Characteristics. The essence of mythological thought appears in opposition to the developed, scientific, objective, and critical thought best exemplified in the empirical sciences and the modern scientific world. While scientific thought seeks intelligibility from within phenomena, mythical thought postulates otherworldly causes. Scientific thought proposes a closed world; mythical thought, an open world. Mythical thought further presents human existence itself as open and susceptible to outside influence. Thus myth really expresses the enigma and mystery of human existence, its dependence on otherworldly powers. Since mythical thought manifests purpose and intention, the possibility of demythologizing lies in the relatively modern discovery of a controlled hermeneutics that seeks to reach the intention and meaning of myth.

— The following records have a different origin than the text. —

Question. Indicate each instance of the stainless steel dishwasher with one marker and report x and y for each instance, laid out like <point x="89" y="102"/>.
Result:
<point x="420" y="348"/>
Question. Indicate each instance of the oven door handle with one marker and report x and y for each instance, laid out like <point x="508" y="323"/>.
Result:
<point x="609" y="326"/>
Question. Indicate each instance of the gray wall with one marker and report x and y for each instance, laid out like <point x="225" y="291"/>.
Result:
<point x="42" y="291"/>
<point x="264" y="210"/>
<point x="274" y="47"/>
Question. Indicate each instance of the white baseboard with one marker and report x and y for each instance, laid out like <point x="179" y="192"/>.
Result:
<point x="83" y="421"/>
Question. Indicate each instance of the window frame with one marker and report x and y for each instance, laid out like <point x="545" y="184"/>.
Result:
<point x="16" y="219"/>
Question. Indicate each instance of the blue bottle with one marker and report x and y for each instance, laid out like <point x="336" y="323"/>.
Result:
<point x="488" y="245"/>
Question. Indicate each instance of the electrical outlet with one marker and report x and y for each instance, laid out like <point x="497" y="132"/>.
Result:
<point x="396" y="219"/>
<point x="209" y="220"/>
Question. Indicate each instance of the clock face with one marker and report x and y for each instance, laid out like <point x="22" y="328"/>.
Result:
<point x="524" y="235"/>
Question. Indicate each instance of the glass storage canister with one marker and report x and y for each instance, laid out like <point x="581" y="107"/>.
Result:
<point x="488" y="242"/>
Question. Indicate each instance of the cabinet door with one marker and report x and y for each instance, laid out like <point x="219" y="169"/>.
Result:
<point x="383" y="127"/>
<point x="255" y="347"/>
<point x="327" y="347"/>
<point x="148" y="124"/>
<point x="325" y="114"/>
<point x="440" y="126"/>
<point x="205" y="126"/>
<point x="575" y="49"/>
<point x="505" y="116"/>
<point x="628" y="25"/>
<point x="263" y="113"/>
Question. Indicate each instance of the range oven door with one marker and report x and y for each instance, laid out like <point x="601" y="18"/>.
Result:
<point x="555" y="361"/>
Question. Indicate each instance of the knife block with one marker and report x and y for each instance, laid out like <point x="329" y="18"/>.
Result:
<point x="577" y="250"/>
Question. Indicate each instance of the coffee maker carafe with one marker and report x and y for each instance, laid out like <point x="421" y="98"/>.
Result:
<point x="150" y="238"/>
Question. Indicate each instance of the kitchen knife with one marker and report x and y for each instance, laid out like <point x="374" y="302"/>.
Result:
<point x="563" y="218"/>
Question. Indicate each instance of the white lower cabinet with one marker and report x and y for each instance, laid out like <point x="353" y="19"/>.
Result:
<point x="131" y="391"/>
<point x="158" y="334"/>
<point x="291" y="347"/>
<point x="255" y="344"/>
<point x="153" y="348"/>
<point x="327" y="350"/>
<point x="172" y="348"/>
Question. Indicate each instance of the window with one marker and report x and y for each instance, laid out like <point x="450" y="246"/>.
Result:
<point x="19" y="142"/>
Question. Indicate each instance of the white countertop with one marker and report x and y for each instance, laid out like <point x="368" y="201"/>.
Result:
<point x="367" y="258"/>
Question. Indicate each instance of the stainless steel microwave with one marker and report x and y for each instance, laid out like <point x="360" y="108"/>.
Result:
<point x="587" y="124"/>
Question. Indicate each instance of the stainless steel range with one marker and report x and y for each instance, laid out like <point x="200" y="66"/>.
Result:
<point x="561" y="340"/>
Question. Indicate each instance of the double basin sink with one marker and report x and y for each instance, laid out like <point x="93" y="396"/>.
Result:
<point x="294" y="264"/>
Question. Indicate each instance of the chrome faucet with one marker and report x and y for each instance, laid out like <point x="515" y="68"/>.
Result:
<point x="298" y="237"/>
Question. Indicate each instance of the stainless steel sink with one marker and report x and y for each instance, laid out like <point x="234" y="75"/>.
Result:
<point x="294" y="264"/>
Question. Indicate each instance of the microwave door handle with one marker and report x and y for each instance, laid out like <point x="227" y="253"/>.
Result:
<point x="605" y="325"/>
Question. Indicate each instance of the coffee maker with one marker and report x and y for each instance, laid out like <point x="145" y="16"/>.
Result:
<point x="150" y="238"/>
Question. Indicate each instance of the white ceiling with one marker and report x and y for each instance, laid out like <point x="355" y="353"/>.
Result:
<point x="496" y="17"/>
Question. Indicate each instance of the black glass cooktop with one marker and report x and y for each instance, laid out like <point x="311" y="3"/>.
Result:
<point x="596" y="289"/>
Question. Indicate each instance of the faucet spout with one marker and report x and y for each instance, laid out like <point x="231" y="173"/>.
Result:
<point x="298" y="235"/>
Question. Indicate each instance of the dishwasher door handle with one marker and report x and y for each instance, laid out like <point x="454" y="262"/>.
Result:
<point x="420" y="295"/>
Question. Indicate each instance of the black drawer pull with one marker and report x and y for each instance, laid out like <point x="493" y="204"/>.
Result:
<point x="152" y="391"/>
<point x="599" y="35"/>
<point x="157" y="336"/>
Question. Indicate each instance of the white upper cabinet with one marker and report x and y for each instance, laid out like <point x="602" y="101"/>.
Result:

Myth and the New Testament. Before proceeding to hermeneutics as a method of understanding myth, the broad structure of myth in the NT must be considered. In the obsolete cosmology of the NT the world is spatially conceived in three layers: heaven, earth, the underworld. Earth is capable of influence from above and below. Before the Redemption man is under the hegemony of the lower world and is so influenced that Satan, sin, and death dominate him. In the redemptive process God's Son is sent from above to overcome the lower forces. Thus there is continual conflict of the upper and lower forces.
Aptly taken from gnosticism and the Jewish apocalyptic, myth permeates the presentation of the salvation history. jesus christ is the preexistent son of god. He is born of a virgin and performs miracles. His death expiates the sins of others and His Resurrection precipitates a cosmic catastrophe. He descends into hell and ascends into heaven, whence He shall return on the clouds to judge. Soon a resurrection of the dead will signify the final defeat of powers from the nether world. Believers united by faith in the saving events portrayed in mythical terms are bound to Christ by Baptism [see baptism (in the bible)] and the eucharist, which work like purely physical forces. Hermeneutics must distill the meaning of myth and at the same time preserve the Gospel as kerygma.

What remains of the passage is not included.